2003 Niger State gubernatorial election
| Nominee | Abdulkadir Kure | Mustafa Bello |  |
| Party | PDP | PRP |
| Running mate | Shem Zagbayi Nuhu | Jibrin Kolo Saba |
| Popular vote | 561,929 | 247,695 |
| Governor before election Abdulkadir Kure PDP | Elected Governor Abdulkadir Kure PDP |

= 2003 Niger State gubernatorial election =

2003 gubernatorial election in Niger State, Nigeria

The 2003 Niger State gubernatorial election occurred in Nigeria on April 19, 2003. The PDP nominee Abdulkadir Kure won the election, defeating Mustafa Bello of the PRP.

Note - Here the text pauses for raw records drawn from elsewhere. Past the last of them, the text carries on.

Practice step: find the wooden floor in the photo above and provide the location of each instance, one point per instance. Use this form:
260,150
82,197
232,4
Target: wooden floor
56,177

Abdulkadir Kure emerged PDP candidate. He picked Shem Zagbayi Nuhu as his running mate. Mustafa Bello was the PRP candidate with Jibrin Kolo Saba as his running mate.

==Electoral system==
The Governor of Niger State is elected using the plurality voting system.

==Primary election==
===PDP primary===
The PDP primary election was won by Abdulkadir Kure. He picked Shem Zagbayi Nuhu as his running mate.

===PRP primary===
The PRP primary election was won by Mustafa Bello. He picked Jibrin Kolo Saba as his running mate.

==Results==
A total number of 8 candidates registered with the Independent National Electoral Commission to contest in the election.

The total number of registered voters in the state was 1,607,730. Total number of votes cast was 1,044,681, while number of valid votes was 968,934. Rejected votes were 75,747.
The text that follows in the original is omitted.